Cebysev (Tschebyscheff-) Approximation I have to find the best Tschebyscheff-Approximation of $x(t) = \sin(t)$ on the Interval $[0,d]$ by a line where $0 < d < 2\pi$. But I have no idea how to perform such an approximation, do you have any resources where it is explained, I can not find anything good?
 A: Posting another answer, because  the other one uses a different approach and has   comments concerning that approach.
Let's begin with a more general situation:   we want the best uniform (Chebyshev) linear fit to a smooth function   $f$ on an interval $[A,B]$. A variational argument (which is standard, and therefore  omitted) shows that if $ax+b$ is the best fit, there  are three points $x_1<x_2<x_3$ at which the difference $f(x)-(ax+b)$  attains values (left to right) $M,-M,M$, with  $|M|=\max_{[A,B]}|f(x)-(ax+b)|$. Note that $M$ can be negative or positive, we don't know. 
Since $x_2$ is an interior extremum of $f(x)-(ax+b)$, we have $a=f'(x_2)$. The other two extrema could be interior or boundary points, we don't know. But we do know that 
$$f(x_1)- f'(x_2) x_1 = f(x_3) - f'(x_2) x_3 \tag1$$
since both sides are equal to $M+b$. 
So there are quite a few cases to check in general. For the concrete situation, we know that $f'(x)=\cos x$ cannot attain  same value three times. Therefore either $x_1$ or $x_3$ is an endpoint, maybe both. More specifically, either $$(x_1,x_2,x_3) = (0, z , 2\pi-z) \tag2 $$
or
$$(x_1,x_2,x_3) = ( z , 2\pi-z, d) \tag3 $$
or 
$$(x_1,x_2,x_3) = (0, z , d) \tag4 $$
In each of these three cases, we have one unknown $z\in(0,2\pi)$ which can be found by solving (1). 
Then compare the maximal deviation you get from $$2M = (f(x_1)-f'(x_2)x_1) -  (f(x_2)-f'(x_2)x_2)$$ and pick the solution with the smallest $|M|$. 
A: Let $at+b$ be the optimal line.

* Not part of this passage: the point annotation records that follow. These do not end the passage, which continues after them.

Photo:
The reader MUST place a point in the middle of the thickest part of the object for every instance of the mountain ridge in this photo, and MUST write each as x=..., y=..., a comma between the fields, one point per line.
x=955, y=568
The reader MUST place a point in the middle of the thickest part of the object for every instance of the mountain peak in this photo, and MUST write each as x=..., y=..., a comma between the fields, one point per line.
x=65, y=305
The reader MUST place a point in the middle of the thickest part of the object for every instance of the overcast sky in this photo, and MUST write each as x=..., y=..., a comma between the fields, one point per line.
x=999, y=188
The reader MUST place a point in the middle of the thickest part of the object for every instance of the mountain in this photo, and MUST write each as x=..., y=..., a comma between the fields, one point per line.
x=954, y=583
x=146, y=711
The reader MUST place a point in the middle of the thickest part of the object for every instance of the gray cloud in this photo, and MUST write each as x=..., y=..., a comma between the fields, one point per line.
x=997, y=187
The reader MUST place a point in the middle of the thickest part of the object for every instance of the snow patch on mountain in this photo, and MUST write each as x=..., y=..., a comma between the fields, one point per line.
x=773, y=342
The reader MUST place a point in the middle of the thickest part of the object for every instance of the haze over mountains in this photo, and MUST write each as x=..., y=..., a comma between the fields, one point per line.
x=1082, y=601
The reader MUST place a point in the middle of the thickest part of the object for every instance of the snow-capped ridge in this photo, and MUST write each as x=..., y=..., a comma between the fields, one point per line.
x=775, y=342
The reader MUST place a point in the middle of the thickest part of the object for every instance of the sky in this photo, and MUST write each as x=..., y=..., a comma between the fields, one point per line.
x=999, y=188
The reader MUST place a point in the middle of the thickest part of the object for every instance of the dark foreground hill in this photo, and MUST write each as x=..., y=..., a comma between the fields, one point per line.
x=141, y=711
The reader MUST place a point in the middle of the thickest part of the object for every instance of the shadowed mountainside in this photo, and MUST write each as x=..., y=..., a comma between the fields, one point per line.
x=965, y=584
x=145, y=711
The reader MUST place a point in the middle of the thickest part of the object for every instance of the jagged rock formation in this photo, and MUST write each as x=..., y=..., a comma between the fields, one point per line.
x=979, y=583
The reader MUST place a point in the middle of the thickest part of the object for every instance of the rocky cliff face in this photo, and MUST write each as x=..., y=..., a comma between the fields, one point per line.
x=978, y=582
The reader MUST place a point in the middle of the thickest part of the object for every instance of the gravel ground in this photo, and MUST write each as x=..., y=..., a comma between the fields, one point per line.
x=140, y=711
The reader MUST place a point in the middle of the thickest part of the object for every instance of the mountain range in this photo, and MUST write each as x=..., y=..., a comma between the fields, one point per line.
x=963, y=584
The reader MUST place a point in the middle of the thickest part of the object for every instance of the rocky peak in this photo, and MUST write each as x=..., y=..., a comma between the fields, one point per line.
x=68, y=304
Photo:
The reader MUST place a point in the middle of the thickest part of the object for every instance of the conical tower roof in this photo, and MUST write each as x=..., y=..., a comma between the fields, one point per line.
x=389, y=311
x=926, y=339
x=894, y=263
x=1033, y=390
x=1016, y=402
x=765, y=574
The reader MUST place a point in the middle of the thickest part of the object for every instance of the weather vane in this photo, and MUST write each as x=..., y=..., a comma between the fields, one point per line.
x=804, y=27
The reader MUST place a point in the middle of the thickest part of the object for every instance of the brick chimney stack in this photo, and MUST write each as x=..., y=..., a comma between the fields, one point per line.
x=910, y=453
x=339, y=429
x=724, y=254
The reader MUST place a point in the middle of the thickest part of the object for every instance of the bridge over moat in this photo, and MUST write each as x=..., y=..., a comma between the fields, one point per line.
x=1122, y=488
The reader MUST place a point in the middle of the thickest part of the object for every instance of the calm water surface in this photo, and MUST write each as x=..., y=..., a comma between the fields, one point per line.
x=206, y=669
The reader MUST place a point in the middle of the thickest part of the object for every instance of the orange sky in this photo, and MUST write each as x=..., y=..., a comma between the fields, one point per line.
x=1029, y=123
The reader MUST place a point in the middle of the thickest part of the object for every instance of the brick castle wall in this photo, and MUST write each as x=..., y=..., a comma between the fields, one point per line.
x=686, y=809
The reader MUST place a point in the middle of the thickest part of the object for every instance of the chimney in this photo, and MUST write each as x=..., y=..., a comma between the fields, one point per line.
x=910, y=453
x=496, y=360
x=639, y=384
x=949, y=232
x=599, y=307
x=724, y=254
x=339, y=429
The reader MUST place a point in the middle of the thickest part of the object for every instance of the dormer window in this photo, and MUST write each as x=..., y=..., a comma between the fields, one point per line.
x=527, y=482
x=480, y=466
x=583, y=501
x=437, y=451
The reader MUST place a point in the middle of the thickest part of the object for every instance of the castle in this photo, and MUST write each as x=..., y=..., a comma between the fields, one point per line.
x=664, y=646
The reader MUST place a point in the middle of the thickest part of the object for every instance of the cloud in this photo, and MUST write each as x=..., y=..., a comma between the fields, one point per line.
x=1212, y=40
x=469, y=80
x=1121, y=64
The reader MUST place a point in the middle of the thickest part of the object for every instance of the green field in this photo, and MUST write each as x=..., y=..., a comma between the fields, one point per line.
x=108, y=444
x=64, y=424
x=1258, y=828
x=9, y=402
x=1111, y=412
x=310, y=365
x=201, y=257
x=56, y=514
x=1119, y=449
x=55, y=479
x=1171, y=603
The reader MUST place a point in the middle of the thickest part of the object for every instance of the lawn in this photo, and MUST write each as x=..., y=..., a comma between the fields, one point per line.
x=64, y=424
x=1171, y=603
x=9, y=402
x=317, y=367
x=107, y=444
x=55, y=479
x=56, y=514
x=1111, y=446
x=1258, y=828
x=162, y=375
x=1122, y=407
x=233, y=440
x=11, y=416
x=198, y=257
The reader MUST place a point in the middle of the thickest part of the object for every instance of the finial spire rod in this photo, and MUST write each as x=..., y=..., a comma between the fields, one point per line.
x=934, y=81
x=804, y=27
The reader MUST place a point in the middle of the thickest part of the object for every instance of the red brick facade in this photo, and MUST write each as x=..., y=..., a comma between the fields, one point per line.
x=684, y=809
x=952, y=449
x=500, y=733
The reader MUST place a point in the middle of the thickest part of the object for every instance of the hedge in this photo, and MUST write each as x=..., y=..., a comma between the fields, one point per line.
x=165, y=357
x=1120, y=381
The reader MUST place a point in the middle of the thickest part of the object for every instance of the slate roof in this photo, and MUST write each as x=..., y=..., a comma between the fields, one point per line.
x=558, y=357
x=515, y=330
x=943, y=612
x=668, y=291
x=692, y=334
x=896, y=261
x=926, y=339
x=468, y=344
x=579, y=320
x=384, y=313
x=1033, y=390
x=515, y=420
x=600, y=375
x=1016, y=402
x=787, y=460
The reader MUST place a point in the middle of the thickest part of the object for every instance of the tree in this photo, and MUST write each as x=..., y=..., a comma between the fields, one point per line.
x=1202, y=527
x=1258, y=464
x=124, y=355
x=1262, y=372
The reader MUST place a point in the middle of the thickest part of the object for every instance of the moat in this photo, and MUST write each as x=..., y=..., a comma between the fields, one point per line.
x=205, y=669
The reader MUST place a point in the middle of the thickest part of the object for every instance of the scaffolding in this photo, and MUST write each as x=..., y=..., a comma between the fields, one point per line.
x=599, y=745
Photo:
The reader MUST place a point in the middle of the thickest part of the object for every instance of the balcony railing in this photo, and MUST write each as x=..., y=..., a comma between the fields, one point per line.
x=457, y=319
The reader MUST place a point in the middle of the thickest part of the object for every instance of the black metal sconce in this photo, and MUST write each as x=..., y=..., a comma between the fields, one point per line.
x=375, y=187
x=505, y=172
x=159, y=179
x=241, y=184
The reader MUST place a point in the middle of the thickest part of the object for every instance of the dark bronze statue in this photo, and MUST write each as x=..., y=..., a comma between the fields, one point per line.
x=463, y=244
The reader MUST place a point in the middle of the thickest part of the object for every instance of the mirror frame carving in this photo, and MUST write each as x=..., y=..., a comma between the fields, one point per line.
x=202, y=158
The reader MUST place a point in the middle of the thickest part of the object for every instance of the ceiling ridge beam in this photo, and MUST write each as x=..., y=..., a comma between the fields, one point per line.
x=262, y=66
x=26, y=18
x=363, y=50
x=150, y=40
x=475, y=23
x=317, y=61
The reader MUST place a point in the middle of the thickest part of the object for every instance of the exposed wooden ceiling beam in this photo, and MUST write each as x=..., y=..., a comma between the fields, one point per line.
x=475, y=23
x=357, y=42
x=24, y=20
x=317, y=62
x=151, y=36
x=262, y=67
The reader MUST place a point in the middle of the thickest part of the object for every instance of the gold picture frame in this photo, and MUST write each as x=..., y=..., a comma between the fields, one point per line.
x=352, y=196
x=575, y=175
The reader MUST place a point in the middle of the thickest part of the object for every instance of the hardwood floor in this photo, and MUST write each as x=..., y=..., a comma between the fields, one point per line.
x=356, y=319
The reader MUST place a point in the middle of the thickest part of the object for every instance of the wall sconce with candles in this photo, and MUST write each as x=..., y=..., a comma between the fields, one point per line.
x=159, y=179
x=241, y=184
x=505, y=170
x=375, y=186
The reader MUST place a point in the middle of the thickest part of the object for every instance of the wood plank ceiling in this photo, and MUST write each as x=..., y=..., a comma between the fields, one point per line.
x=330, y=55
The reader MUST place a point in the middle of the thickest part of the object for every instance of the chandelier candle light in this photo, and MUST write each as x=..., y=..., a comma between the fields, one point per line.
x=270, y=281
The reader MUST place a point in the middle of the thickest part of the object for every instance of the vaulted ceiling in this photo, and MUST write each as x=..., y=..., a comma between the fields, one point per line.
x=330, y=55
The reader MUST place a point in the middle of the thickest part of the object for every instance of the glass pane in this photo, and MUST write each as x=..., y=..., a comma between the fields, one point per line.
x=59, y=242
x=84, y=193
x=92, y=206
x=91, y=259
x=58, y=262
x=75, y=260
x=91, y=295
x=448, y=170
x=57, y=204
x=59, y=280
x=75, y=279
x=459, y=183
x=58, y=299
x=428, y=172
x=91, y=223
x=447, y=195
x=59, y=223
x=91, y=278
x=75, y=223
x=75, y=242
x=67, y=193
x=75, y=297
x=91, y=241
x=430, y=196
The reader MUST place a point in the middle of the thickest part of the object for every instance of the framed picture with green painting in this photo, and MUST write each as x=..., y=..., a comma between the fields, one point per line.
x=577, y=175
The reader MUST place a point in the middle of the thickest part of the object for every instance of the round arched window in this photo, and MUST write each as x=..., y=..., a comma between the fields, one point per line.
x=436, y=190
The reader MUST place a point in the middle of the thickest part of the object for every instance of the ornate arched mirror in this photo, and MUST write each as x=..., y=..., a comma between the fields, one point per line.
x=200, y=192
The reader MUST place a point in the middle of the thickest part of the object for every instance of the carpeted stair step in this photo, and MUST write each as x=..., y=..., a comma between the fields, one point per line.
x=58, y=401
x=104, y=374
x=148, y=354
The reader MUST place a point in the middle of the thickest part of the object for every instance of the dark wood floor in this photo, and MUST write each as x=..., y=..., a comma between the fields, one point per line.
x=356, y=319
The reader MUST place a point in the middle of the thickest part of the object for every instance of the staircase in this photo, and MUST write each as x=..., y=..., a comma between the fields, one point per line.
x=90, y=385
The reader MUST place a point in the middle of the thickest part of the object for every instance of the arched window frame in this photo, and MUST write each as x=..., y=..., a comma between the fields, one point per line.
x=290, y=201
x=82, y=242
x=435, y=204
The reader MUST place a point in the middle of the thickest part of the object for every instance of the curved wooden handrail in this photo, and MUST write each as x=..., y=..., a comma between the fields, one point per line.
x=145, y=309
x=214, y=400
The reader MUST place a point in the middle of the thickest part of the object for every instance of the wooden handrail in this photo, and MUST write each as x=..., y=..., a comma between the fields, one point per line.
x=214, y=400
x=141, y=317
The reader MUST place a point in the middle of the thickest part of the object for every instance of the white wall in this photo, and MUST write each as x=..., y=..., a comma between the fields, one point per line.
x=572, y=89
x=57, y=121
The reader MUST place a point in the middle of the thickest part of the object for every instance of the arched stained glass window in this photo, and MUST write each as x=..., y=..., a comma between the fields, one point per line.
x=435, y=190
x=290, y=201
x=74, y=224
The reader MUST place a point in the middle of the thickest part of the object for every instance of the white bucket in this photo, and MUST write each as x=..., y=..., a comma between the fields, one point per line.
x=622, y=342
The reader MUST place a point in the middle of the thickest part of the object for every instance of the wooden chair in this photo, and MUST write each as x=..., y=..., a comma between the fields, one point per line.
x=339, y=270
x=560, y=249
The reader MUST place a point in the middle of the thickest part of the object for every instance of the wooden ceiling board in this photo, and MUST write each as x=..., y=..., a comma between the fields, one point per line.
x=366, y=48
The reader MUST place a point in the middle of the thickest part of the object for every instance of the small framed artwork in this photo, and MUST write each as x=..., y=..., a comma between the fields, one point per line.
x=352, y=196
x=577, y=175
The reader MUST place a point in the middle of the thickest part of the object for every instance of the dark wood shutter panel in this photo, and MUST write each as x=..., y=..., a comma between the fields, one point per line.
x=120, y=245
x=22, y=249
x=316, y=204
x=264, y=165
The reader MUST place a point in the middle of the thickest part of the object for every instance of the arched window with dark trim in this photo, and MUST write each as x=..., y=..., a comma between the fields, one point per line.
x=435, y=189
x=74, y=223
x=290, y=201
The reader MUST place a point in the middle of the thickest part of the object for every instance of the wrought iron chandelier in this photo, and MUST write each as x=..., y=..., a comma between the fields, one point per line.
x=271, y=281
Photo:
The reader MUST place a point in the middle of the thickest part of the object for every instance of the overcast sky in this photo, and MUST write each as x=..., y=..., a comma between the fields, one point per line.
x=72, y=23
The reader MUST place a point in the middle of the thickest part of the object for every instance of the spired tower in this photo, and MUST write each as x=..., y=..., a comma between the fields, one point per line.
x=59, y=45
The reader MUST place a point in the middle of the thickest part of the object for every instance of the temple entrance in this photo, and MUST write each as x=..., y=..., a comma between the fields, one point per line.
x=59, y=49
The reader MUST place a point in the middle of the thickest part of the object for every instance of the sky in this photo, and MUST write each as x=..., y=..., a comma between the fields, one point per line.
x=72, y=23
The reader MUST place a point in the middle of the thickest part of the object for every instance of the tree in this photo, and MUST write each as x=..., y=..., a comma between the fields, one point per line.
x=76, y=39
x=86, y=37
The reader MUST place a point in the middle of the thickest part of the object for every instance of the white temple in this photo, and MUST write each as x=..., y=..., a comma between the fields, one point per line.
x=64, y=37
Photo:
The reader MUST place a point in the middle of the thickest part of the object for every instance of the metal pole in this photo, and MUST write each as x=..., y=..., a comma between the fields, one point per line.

Note that the best $b$ is the average of the maximum and minimum of $\sin t-at$. Thus, it remains to find $a\in\mathbb R$ such that the oscillation of $\sin t-at$ on the interval $[0,d]$ is minimized. (Oscillation is the $\max-\min$ difference).  
One can visualize the problem in terms of the graph $G=\{(t,\sin t):t\in [0,d]\}$. The oscillation of $\sin t-at$ is the length of a skew projection of $G$ onto the vertical axis. We want the direction of projection that minimizes this length, "the position of the Sun when $G$ has the smallest shadow."
Unfortunately, the computation is a tedious case-by-case analysis. There are between $2$ and $4$  points $t$ where $\sin t-at$ could attain an extremum:
$$t_1=0, \quad t_2=d, \quad t_3=\arccos a, \quad t_4=2\pi -\arccos a$$
The last two may or may not be in $[0,d]$. So the maximum of $\sin t-at$ is
$$\max(0,\sin d-ad, \sqrt{1-a^2} - at_3, -\sqrt{1-a^4} - at_4)   $$
where some of the last two may have to be excluded. Similarly the minimum. I'd   plot these as functions of $a$ (I assume you have a specific value of $d$) to see what goes on.